Apr 9, 2011

Privacy violations by popular mobile apps under investigation

An ongoing grand-jury investigation has revealed that many mobile applications could be sending various user information to advertising networks without the users' knowledge and permission.


The investigation was kickstarted by a report published by the Wall Street Journal in December last year, which presented the worrying result of an analysis of 101 applications for the iPhone and Android-powered mobile phones:
  • 56 transmitted the devices' unique identifiers
  • 47 relayed the phone's location in one way or another
  • 5 sent out the users' age, gender and other personal details
  • 45 didn't even offer a privacy policy.
According to the WSJ, Pandora Media - the owner of the popular online music service - has admitted to having been served a subpoena related to the investigation.

During the Journal's own testing, it was discovered that both the iPhone and Android versions of Pandora's app send out all of the information mentioned in the list above: age, gender, location and the device's unique identifier.

The company claims that they have been told that the subpoena has been issued "on an industry-wide basis to the publishers of numerous other smartphone applications" and that Pandora wasn't "a specific target of the investigation."

The Journal contacted a few of the other creators and/or owners of popular apps and asked them if they had received the same subpoena. Some confirmed, others denied, others still declined to comment.
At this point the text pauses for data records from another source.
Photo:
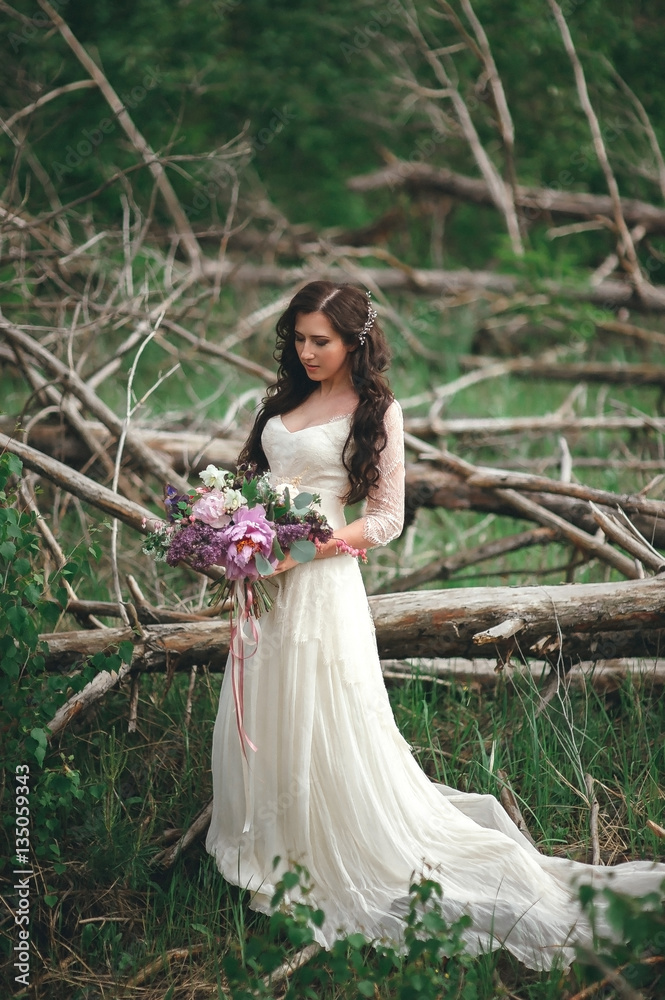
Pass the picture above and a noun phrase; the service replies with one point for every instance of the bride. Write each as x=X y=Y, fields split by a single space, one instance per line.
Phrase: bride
x=332 y=784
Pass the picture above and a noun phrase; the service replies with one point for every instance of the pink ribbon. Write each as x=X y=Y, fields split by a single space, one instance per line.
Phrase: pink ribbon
x=243 y=599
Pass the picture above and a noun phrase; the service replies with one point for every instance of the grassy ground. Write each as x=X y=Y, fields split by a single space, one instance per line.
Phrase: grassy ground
x=111 y=913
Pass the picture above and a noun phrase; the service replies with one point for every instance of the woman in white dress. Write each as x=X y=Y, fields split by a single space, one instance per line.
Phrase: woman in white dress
x=332 y=784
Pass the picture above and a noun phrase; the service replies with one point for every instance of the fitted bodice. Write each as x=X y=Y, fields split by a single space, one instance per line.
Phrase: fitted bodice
x=313 y=457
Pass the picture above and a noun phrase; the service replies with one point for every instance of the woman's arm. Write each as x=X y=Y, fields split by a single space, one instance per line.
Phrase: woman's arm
x=383 y=517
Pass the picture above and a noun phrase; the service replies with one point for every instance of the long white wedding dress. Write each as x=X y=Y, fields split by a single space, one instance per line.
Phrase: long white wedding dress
x=333 y=785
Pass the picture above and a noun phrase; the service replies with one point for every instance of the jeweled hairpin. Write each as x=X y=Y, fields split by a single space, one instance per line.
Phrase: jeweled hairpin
x=369 y=322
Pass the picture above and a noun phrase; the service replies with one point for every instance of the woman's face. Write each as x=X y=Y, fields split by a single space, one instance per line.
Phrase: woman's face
x=321 y=350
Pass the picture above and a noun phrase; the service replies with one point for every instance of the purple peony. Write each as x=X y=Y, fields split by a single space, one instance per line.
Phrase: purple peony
x=250 y=533
x=210 y=509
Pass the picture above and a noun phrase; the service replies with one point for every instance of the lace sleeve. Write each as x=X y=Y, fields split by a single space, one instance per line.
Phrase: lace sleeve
x=384 y=511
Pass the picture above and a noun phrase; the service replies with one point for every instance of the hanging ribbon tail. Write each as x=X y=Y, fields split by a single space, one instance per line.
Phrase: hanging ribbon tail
x=241 y=614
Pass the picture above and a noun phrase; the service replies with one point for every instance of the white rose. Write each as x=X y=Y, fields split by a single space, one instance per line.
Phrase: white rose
x=233 y=499
x=293 y=490
x=214 y=478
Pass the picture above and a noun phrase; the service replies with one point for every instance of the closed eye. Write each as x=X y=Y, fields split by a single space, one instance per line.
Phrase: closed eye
x=319 y=343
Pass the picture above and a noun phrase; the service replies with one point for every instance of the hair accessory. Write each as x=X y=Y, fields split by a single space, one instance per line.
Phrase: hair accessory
x=369 y=322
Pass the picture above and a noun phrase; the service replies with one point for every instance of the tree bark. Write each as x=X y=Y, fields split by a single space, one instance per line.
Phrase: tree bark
x=434 y=282
x=430 y=487
x=592 y=621
x=583 y=371
x=536 y=202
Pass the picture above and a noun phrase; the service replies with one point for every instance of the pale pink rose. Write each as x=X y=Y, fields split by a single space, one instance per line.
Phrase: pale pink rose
x=210 y=509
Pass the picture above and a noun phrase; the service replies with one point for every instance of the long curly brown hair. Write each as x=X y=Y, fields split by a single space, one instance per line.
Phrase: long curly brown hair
x=346 y=308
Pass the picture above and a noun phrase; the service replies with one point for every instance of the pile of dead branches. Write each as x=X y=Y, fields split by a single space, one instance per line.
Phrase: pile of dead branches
x=77 y=314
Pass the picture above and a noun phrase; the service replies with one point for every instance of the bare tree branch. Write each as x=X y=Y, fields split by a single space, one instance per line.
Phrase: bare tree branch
x=139 y=143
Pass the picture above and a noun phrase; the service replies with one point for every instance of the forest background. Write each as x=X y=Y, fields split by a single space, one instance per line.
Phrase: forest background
x=273 y=123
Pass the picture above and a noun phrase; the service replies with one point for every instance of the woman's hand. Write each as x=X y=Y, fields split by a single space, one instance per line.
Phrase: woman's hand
x=287 y=563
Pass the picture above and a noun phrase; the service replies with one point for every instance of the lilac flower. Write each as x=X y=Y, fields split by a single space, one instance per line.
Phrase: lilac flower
x=203 y=545
x=288 y=533
x=171 y=500
x=250 y=533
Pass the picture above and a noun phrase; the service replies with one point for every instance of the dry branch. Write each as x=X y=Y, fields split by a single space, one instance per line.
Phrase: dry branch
x=537 y=201
x=625 y=245
x=602 y=675
x=430 y=487
x=73 y=383
x=444 y=567
x=79 y=485
x=531 y=509
x=432 y=623
x=139 y=143
x=551 y=423
x=616 y=373
x=423 y=281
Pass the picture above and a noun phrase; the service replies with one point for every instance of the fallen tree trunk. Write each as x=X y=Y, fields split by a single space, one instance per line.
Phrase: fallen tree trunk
x=617 y=373
x=430 y=487
x=435 y=282
x=592 y=621
x=187 y=448
x=602 y=675
x=181 y=447
x=537 y=202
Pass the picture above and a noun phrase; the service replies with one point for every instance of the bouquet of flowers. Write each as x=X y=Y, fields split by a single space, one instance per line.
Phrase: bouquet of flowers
x=242 y=523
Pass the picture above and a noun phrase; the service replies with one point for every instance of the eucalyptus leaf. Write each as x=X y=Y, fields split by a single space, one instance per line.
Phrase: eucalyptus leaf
x=264 y=567
x=303 y=500
x=303 y=550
Threatpost reports that the research by security firm Veracode confirmed that Pandora's app was guilty of sending said information, and the researchers have found libraries for five different ad networks embedded in the application.

"The data included both the owner's GPS location and tidbits the owners gender, birthday and postal code information," says Threatpost. "There was evidence that the app attempted to provide continuous location monitoring - which would tell advertisers not just where the user accessed the application from, but also allow them to track that user's movement over time."

Veracode analyst Tyler Shields says that it is not clear if Pandora knew about the data being transmitted. But even if it did, it is likely that it won't end up being slapped with charges under the Computer Fraud and Abuse Act.

According to the Journal, companies usually reach non-prosecution or deferred-prosecution agreements with the federal government, and often end up agreeing to paying large fines and promising that they will not repeat the offense.